Writtle University College and ARU have merged. Writtle’s full range of college, degree, postgraduate and short courses will still be delivered on the Writtle campus. See our guide to finding Writtle information on this site.

Visiting staff

The GSI has benefited from working in collaboration with various Visiting Staff from across a range of academic disciplines and vocational backgrounds. Visiting status is conferred by the Faculty, and all staff sit within one of our three key research themes.

Victor Anderson

Head shot of Victor Anderson

Prof Victor Anderson works on the politics and economics of sustainability. Currently his main project is contributing research on political institutions for the Centre for the Understanding of Sustainable Prosperity (CUSP). He is also investigating the implications of the concept of "natural capital" as part of the Debating Nature's Value network.

Victor has previously worked as an economist for the UK Sustainable Development Commission, a government advisory body in Whitehall, and for the World Wildlife Fund, an environmental NGO. He has worked at the House of Commons as a researcher for MPs, and was an elected politician for three years as a member of the London Assembly, also being appointed Environment Advisor to the Mayor and a Board member of the business-led London Development Agency. He is the author of two books, ‘Alternative Economic Indicators’ and ‘Energy Efficiency Policies’, and hopes that his work on CUSP will result in the third.

Nigel Cooper

Nigel Cooper

Rev Canon Nigel Cooper joined the Global Sustainability Institute as a Visiting Fellow in 2014. He has been the University Chaplain for Anglia Ruskin University in Cambridge since 2005, a post he still holds. He was rector of Rivenhall and Silver End, Essex, for many years before that, and a visiting fellow at Essex University. Nigel is an Honorary Canon of Ely Cathedral.

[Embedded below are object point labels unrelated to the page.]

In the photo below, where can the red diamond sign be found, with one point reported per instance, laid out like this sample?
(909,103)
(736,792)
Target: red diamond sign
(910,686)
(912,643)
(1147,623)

Nigel has combined his ecological and church interests in four main ways: Ecological consultant to the Church of England; Promoting general environmental awareness and behaviour; Encouraging a spiritual approach to nature and has led ‘nature and spirit’ retreats, and; Research into the philosophy of nature conservation and related topics.

Panayiotis Dimitrakopoulos

Profile picture of Panayiotis Dimitrakopoulos

Dr Panayiotis G. Dimitrakopoulos studied environmental sciences in the Department of Environment of the University of the Aegean, Mytilene, Greece. He obtained his Ph.D. degree on the relationship between biodiversity, fire, and ecosystem processes in the Mediterranean grasslands, from the University of the Aegean in 2001. His postdoctoral research on the effects of biotope space on the biodiversity-ecosystem functioning relationship is carried out in the Department of Environmental Sciences, University of Zurich, Zurich, Switzerland, and is funded from the European Science Foundation (LINKECOL program). He was elected to the position of Assistant professor in the Department of Environment, University of the Aegean in 2004, Associate professor in 2011 and Professor of Functional Ecology in 2018. He has served as a Head of Department from 2014 to 2018.

He has experience in biodiversity effects on ecosystem processes in Mediterranean ecosystems. His research also focuses on serpentine ecology, biodiversity conservation and planning, and conservation policy. He has served as President of the Hellenic Ecological Society (2012-2014), and he is a member of the National Committee for the Protected Areas Management of Greece (2010-today). He has participated in 15 national and European research projects. He serves as a member of editorial board of The Scientific World Journal (Ecology Domain, Hindawi Publishing Corporation), review editor in Frontiers in Forests and Global Change, and referee for more than 40 journals. He has published more than 50 papers in peer-reviewed scientific journals, and he has co-authored the Greek version of the book entitled A Primer of Conservation Biology (with R.B. Primack and M. Arianoutsou).

Bob Evans

Head shot of Bob Evans

In the 1960s Dr Robert (Bob) Evans counted sheep for two years in the Peak District: there were too many of them and they created bare soil and caused erosion. Bob came to Cambridge in late 1968 to research the use of remote sensing techniques for mapping soils. So started a lifetime of monitoring soil erosion in the UK. Much of the work on erosion in Britain was initiated by a short paper published by Bob in 1971. In the mid-1980s he organised a scheme monitoring water erosion of arable land in 17 localities in lowland England and Wales. Because, uniquely, there has been much monitoring of erosion in farmers’ fields in Britain, we can compare that information with modelled information and have discovered that models overstate erosion. 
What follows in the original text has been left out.